# Who is your unkillable mini?



## Jace of Ultramar (Aug 2, 2011)

So, who is your unkillable mini? I mean in gameplay, not your fluff. I have a Crimson Fist that pulled duty as a Sternguard, then a Sergeant in several games. He has survived assaults by Terminators, jet bikes, and a whole slew of other baddies. In my last game he survived a barrage from a Sisters of Battle Exorcist. Here he is in all his glory and I run him as is with the PF and SB. These days, I run him as a Captain as a promotion.


































I've nicknamed him Captain Wayne after John Wayne since he wades into battles and kicks some.


----------



## spanner94ezekiel (Jan 6, 2011)

My 10th Company Master. I have rules with my friends that allows him to Infiltrate with my scouts, and as yet he has destroyed with his lads:
- An Ork Skulhamma
- 3 Land Raiders
- A 4th ed Carnifex (back in the day)
and a bunch of other stuff I can't remember. Funny thing is, he's never been killed in action or in retaliation. Ever.

Beats me why, considering he almost always makes his point back up :laugh:


----------



## Madden (Jan 22, 2012)

My parasite of mortrex he's only been killed once and that was by a Titan in close combat that he rended twice (no lasting damage) before that he took a 10" melta blast that wiped his gargoule shield and numerous small arms fire he lives still.


----------



## MidnightSun (Feb 10, 2009)

Daemon Prince, took out almost 600pts of Space Marines and Imperial Guard on his own, and then survived a charge from 5 Seer Council with attached Farseer and Fortune, managing to survive two rounds of combat whilst taking no wounds, and then killing the Farseer and running down the squad. He's also beaten up two Drop Pods and a squad and a half of Grey Hunters with a combination of Wind of Chaos and his CC attacks - he'd have finished off the GH, too, if Berzerkers hadn't gotten there first.

Midnight


----------



## TheReverend (Dec 2, 2007)

My Wolf Scouts were unkillable in my last game, they more than paid for themselves and were pretty much the last men standing (the rest of my army had been decimated by the end...)


----------



## Orochi (Jan 28, 2009)

Currently, Eldrad.

But that's because I don't let him near anything he can't handle.

.......Let alone get out of his Falcon.


----------



## Da Joka (Feb 20, 2009)

That would be Victory Nob. He's raising his fist...er klaw in triumph and clad in his lucky blue armor. He might not always live til the end but before he dies he normally takes out something big, usually at the cost of his boyz but oh well!

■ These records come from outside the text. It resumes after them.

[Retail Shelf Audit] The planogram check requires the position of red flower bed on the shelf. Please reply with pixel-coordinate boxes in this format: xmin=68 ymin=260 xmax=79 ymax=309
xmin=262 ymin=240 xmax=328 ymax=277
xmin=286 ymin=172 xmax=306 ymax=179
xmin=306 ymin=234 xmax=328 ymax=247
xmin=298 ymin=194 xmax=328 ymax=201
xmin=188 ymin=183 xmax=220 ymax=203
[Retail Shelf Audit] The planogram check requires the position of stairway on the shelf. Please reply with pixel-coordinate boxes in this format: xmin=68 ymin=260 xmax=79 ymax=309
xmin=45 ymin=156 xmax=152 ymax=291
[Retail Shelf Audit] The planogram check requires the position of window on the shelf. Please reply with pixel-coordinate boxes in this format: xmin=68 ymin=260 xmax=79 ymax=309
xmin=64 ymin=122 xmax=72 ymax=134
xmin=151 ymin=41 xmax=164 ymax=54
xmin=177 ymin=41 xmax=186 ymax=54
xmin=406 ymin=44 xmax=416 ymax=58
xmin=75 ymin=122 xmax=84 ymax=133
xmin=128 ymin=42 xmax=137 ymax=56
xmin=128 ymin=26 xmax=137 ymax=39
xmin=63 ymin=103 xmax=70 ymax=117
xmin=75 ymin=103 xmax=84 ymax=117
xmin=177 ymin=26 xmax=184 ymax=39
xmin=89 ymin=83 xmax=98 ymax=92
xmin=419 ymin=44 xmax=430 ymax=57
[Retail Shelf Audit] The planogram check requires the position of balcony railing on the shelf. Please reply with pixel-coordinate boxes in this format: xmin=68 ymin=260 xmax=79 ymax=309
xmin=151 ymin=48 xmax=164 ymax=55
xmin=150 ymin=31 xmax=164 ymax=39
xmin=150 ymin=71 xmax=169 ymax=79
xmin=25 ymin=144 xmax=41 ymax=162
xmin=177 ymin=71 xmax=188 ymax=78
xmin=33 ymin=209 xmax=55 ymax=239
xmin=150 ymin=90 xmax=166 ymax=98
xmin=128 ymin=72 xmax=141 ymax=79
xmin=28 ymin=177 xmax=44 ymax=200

His best game he blew up the Vindicator that blew up his ride, then killed about 6 Khorne Berzerkers, about 8 normal Chaos Marines, and finally killed two Obliterators before falling to the same Obliterators Powerfist. That whole time his boyz didn't do anything other then serve has meat shields.


----------



## Necrosis (Nov 1, 2008)

Does Saint Celestine count?

But being honest it would have to be Duke Sliscus the Serpent. He has single handily killed warbosses, space marine captain with a command squad and many other foes. He has never died.


----------



## Archon Dan (Feb 6, 2012)

Let's see. My Urien Rakarth and Sanguinor have never fallen but they are used rarely. Imotekh survived his first(only so far) game because special rules kept him in reserve until turn four. He came on with a squad of Warriors and took control of an objective to win the game. I had never lost Dante until about a month ago when a Void Mine was dropped on his head. But my personal favorite is my Assault Squad Sergeant. He survived two rounds of combat alone against 20 Orks before falling. But I say he survived and that's why I now have an Assault geared Captain. I also had a lone Tactical Marine(squad blown apart by Leman Russ) survive a shot from a Chem Cannon(AP 3 flamer template) and then destroy the tank it was attached to the next turn. He became my no upgrade sergeant model.


----------



## Dawnstar (Jan 21, 2010)

My most memorable has got to be my Assault Marine Sergent from a recent tournament.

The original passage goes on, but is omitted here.